I'm not saying to add this; it is just what I thought of while reading
this again:

I think that "vendor lock in" is just a specific instance of control.
Other forms, off the top of my head:

- change is at the whim of the provider (including possibly "monopoly
  rent" charges).

  + a small change desired by the Crown might be expensive or refused

  + a bug fix desired by the Crown might be expensive or refused

  + a change might actually interfere with the Crown's use but not be
    optional

- diagnosing a problem with a system in which the work is a component
  might be made harder due to the work being a black box.
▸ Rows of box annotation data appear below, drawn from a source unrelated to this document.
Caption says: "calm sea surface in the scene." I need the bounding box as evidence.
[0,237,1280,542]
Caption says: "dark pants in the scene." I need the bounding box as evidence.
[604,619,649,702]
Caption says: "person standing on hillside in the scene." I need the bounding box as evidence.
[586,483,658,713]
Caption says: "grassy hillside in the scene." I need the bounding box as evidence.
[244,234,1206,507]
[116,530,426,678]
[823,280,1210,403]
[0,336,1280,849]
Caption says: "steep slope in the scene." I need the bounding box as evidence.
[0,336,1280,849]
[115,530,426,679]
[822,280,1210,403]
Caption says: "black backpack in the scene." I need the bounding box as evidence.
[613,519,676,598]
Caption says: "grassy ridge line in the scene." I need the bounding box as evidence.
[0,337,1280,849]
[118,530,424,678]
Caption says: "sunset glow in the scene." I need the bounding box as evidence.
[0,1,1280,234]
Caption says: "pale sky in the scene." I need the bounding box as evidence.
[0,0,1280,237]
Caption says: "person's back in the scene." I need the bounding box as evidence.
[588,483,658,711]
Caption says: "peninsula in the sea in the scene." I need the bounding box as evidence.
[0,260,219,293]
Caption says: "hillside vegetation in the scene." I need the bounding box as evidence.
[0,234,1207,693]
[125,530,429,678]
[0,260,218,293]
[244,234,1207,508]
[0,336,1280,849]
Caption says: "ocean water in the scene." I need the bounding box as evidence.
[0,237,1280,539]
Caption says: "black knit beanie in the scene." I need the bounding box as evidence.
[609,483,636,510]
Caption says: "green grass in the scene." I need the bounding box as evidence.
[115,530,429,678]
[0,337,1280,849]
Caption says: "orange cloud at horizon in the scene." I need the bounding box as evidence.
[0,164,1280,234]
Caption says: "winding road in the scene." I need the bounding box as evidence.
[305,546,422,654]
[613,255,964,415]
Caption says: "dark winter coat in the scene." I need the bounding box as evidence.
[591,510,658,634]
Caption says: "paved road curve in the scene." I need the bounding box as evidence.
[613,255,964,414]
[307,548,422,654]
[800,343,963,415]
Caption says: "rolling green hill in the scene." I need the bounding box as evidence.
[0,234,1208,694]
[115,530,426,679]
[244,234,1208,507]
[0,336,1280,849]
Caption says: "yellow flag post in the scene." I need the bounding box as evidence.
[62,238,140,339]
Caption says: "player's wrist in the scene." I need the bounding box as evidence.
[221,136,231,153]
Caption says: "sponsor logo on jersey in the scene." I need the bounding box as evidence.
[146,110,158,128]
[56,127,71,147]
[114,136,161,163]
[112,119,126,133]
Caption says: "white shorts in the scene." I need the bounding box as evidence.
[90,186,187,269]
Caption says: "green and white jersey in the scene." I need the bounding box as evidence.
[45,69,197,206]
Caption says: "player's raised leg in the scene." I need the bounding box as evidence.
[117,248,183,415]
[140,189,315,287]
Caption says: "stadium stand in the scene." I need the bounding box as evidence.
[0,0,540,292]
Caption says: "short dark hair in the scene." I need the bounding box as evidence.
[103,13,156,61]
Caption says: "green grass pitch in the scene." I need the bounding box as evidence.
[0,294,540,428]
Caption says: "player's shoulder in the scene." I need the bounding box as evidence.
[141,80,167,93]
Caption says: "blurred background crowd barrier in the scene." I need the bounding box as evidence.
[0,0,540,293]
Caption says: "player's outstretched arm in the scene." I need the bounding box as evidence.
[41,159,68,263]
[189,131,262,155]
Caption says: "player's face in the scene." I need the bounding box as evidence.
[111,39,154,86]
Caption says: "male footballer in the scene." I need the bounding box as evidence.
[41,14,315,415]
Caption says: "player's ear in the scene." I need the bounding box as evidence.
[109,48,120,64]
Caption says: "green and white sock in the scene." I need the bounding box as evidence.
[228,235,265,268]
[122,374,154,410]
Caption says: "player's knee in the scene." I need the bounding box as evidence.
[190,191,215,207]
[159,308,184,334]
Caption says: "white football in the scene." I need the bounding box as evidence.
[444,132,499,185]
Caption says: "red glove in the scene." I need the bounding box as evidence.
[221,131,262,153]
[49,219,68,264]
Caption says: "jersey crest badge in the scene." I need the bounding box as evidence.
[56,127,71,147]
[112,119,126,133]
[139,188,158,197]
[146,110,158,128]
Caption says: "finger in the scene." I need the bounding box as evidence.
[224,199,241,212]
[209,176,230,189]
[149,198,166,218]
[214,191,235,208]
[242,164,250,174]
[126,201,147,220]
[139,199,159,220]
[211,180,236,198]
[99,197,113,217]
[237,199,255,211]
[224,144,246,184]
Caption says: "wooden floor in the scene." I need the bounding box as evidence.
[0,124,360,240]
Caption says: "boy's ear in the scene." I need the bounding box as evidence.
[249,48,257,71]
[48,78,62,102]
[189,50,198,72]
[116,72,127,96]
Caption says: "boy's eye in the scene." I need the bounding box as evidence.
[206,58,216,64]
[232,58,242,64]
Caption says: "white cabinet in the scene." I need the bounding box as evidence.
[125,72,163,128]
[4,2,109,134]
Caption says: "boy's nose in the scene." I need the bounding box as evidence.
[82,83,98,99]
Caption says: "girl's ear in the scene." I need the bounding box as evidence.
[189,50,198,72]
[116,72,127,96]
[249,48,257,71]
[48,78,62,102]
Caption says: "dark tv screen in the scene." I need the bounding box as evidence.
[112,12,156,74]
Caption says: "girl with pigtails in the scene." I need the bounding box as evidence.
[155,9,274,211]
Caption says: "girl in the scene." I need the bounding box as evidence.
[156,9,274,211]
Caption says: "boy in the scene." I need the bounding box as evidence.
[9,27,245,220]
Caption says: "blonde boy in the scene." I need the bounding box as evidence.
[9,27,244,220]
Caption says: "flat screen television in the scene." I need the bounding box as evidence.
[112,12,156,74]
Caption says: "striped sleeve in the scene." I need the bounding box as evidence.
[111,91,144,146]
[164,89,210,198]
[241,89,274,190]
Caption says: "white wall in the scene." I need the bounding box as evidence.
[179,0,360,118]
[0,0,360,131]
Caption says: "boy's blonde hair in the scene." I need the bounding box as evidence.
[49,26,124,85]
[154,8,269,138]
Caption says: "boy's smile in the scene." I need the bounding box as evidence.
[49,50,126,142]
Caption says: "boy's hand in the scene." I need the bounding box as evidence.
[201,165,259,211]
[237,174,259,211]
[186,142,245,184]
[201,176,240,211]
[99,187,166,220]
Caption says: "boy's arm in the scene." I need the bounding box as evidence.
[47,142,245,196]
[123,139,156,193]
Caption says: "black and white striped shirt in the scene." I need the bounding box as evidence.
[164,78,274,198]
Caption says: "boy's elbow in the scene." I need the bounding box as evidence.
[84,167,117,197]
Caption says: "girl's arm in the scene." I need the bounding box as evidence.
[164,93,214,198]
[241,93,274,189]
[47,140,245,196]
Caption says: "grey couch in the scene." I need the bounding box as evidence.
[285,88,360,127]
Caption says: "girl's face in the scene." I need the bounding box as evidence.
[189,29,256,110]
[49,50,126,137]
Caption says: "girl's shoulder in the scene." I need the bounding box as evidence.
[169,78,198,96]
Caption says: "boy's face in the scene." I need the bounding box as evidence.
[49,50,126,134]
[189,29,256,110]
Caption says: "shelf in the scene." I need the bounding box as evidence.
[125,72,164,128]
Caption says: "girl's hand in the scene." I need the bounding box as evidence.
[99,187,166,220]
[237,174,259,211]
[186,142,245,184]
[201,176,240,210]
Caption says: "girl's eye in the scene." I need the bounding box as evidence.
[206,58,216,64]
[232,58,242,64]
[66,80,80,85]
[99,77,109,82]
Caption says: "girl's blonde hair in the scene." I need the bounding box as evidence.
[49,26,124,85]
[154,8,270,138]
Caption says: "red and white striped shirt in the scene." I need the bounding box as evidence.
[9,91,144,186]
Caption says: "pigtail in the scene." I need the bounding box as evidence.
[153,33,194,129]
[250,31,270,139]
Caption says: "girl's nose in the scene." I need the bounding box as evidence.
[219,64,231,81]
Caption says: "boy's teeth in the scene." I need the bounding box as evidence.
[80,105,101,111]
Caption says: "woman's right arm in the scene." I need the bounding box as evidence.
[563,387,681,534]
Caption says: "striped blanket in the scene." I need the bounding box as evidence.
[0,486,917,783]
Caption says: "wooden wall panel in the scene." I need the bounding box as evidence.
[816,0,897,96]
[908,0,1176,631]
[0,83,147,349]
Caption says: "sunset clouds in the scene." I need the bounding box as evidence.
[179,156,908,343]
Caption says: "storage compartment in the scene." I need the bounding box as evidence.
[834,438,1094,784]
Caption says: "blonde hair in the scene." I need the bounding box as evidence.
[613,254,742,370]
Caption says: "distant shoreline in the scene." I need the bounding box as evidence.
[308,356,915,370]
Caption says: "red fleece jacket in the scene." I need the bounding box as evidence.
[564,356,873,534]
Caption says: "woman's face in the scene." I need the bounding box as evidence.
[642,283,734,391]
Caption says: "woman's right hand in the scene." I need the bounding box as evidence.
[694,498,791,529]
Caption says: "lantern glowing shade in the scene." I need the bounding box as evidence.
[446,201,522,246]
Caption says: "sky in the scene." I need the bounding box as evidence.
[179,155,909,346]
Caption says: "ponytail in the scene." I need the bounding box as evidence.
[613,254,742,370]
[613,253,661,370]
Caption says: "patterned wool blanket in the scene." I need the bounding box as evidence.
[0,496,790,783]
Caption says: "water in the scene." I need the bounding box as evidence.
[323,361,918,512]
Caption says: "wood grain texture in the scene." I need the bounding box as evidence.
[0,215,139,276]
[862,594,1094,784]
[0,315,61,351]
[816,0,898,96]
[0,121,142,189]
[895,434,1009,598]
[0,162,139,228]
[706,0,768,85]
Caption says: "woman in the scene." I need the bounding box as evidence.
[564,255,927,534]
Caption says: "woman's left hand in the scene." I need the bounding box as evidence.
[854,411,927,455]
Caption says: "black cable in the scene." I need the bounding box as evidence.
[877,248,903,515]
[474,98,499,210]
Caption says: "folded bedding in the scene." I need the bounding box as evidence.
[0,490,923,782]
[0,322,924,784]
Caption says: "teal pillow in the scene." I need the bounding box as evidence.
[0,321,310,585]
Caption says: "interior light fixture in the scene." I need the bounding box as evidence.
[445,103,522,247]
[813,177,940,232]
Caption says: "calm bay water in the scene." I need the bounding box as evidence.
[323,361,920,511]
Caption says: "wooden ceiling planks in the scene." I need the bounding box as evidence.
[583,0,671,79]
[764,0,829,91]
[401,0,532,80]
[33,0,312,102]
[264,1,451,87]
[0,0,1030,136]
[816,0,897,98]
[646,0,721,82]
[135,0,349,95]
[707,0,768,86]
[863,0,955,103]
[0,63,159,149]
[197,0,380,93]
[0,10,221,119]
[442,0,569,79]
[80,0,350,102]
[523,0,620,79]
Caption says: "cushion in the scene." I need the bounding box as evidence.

- redesigning deployment might require acquiring additional licenses.
  Each time licenses need to be acquired, the vendor may change the
  terms.

- upgrading a platform may require acquiring new licences

- transfering work to another entity (eg. outsourcing) might require
  acquiring new licenses

- ensuring licensing compliance turns out to be an onerous task in
  large organizations.  It can be intrusive, expensive, and
  disruptive.  Not doing it right leaves the organization open to
  serious liability.  For Open Source, this is generally easy.

All this could be considered vendor lock-in, but it isn't evident in
you explanation in the last paragraph of Q5.